All my friends had gone crazy for the other gender and I had stayed calm and collected instead of a chicken with my head cut off. Staying level headed was never my job, I was always the loud and annoying one that everyone had a love hate relationship with. It was in the middle of PE when I realized I was not on the path I wanted to be on. It actually happened as a guy hit me in the head with a basketball and I saw my best friend, at the time, wasting her time on her phone while I was practicing three pointers. In that moment I had never been so sure that I needed change and I needed it then, so I walked right up to the girl who had her nose shoved up her phone and told her that if she didn’t stop controlling who I was friends with and who I couldn’t be friends with then I would have to find friends that understood me. The truth is she was a really great friend, but we didn’t see eye to eye, she never wanted to hangout, and I am a grade A adventurer. She got mad and spread rumors about me, and being the sophisticated and business like ninth grader I was, I told everyone what a good friend she really was when we first started to hangout and that we just had our different ideas of what true friendship is, which was 100% the truth.
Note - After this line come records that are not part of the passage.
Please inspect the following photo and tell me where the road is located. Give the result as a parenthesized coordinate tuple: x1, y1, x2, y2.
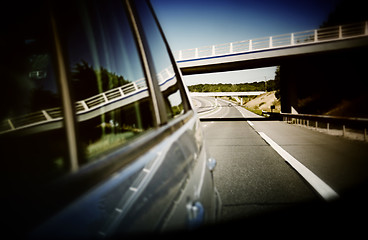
(192, 96, 368, 234)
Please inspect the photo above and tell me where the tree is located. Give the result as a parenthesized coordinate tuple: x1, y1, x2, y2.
(71, 60, 99, 101)
(320, 0, 368, 28)
(71, 60, 130, 101)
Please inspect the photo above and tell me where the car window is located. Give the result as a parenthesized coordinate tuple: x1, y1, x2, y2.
(134, 0, 186, 121)
(0, 3, 69, 187)
(60, 0, 156, 164)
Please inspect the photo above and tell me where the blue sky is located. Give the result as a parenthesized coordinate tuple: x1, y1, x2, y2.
(151, 0, 341, 85)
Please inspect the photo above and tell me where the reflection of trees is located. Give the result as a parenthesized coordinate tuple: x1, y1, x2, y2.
(71, 60, 98, 101)
(71, 60, 140, 159)
(71, 60, 130, 101)
(31, 87, 60, 111)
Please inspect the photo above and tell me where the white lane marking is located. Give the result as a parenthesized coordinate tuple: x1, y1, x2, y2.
(199, 98, 226, 117)
(200, 104, 222, 117)
(196, 97, 218, 116)
(247, 120, 254, 126)
(259, 132, 339, 202)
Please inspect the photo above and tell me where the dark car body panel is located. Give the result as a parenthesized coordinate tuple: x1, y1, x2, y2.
(1, 0, 220, 238)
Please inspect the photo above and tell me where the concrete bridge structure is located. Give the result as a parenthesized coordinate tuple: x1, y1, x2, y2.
(176, 22, 368, 113)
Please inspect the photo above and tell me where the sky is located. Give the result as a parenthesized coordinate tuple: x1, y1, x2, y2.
(150, 0, 342, 86)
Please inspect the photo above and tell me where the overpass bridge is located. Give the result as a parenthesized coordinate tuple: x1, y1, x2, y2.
(175, 21, 368, 75)
(190, 91, 265, 105)
(176, 21, 368, 113)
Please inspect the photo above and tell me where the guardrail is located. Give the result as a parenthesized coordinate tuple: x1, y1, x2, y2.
(175, 21, 368, 61)
(265, 112, 368, 142)
(1, 79, 147, 134)
(1, 65, 178, 135)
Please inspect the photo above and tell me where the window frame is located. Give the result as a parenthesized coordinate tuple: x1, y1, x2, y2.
(127, 0, 192, 125)
(49, 0, 160, 186)
(47, 0, 194, 197)
(144, 0, 191, 114)
(2, 0, 196, 233)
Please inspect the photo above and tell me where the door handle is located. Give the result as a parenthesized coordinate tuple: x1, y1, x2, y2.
(187, 201, 205, 230)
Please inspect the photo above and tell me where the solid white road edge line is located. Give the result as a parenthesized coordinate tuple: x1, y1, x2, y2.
(247, 120, 254, 126)
(259, 132, 340, 202)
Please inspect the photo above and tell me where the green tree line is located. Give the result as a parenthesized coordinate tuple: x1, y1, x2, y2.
(72, 60, 130, 101)
(188, 79, 279, 93)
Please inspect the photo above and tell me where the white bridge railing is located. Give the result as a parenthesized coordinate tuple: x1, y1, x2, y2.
(1, 66, 176, 134)
(175, 21, 368, 61)
(1, 79, 147, 134)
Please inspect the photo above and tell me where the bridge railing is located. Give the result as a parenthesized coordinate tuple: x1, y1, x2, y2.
(0, 64, 181, 135)
(175, 21, 368, 61)
(0, 80, 145, 134)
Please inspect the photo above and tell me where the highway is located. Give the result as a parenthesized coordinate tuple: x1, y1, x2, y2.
(192, 96, 368, 234)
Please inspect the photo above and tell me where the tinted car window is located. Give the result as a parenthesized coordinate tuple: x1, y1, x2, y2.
(0, 3, 71, 233)
(134, 0, 186, 121)
(0, 3, 69, 188)
(60, 0, 155, 163)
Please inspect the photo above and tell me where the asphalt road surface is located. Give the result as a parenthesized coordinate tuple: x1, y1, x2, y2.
(192, 96, 368, 235)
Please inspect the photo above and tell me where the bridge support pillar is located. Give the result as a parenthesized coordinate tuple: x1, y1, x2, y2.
(280, 64, 298, 114)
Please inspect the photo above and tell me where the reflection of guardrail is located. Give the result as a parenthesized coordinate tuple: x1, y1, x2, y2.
(175, 21, 368, 61)
(266, 112, 368, 142)
(0, 78, 147, 134)
(1, 66, 178, 135)
(76, 79, 146, 113)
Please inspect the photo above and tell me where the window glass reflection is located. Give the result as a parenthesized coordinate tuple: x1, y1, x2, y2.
(0, 3, 68, 187)
(134, 0, 185, 120)
(63, 0, 155, 162)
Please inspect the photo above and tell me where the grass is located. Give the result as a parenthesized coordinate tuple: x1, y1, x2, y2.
(243, 106, 264, 116)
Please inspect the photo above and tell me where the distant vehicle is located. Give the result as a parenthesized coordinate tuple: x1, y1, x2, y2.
(0, 0, 221, 238)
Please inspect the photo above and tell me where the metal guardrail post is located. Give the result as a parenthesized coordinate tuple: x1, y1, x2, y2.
(314, 29, 318, 42)
(42, 110, 52, 120)
(118, 87, 124, 96)
(102, 93, 108, 103)
(7, 119, 15, 130)
(133, 82, 138, 91)
(269, 36, 273, 48)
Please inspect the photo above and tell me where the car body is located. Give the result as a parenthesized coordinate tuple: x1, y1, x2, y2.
(0, 0, 221, 238)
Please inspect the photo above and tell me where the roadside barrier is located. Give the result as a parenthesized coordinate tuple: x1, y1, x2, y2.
(265, 112, 368, 142)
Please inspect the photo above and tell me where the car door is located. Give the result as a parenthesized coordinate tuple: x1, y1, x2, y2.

That girl had this idea that you could only be friends with her and no one else, and I was the complete opposite, I wanted to be friends with everyone. My mom was
so proud to call me her daughter. After I had put things together I decided to play another season of basketball for AAU, a tournament team, to make new friends and to play the game I love. I had the worst shot out of everyone on all my old teams, then I practiced and I made five three pointers in that season alone, and I like to think it’s because I let the negative energy in my life go. I had a hard time telling people that I wanted to live a happy life and not be pulled down constantly by people who were negative and mad all the time, and that puts me where I am today. Right now I’m overall a happier person and I am really glad that I have gone and dealt with everything I have because it made me who I am today. And that cat I mentioned? Yeah, we got a cat and he is where I think all my negative energy went, he is angry and mean. Everyone in my family and all of my sister and I’s friends call him Lucifer or the devil. I think that one of the phases of my life went into my cat.